I feel entitled to say that the latest film with Harbour in the title role was a lot more faithful to the original comics. I'm also an enormous Del Toro fan, though. Del Toro's got a visual "richness" to his sets which doesn't line up with Mike Mignola's often sparse and minimalist art (of which I'm also a giant fan; I got into Hellboy because of the art).
The bigger problem with the Harbour film is that it just tries to do way too damn much. If you're familiar with the stories from the comics, it's actually a pretty good ride, but if you aren't, it's all coming at you way too fast for most people to keep up, and too many little bits are dropped to make it a rough ride.
Compare to Hellboy II, which was an original story by Del Toro that had no analogue in the comics whatsoever, but still "fit" with the characterizations that made the first film such a success.
It sure wasn't David Harbour's take on Hellboy that was the problem. I still prefer Perlman, but I love both actors and without Perlman's take, Harbour's would've been considered great, despite the rest of the film.
Novels, graphic or otherwise, are each different media. And television/film is yet another medium. There are gonna be changes in any adaptation. What works in text or in a flat, static panel does not necessarily translate directly to moving film pictures.
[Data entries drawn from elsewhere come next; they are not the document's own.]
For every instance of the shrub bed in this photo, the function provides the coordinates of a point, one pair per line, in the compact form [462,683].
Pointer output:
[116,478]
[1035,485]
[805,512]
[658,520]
You can also get adaptations like Blade Runner, adapting Philip K. Dick's Do Androids Dream of Electric Sheep; Blade Runner only bears the vaguest of semblances to the original. The rough notes are there; Rick Deckard, bounty hunter, hunting organic androids to retire them, questioning if he's an android himself and what the difference would be. Pretty much most of the rest is wildly divergent, in ways that allow both book and film to be classics in their own rights.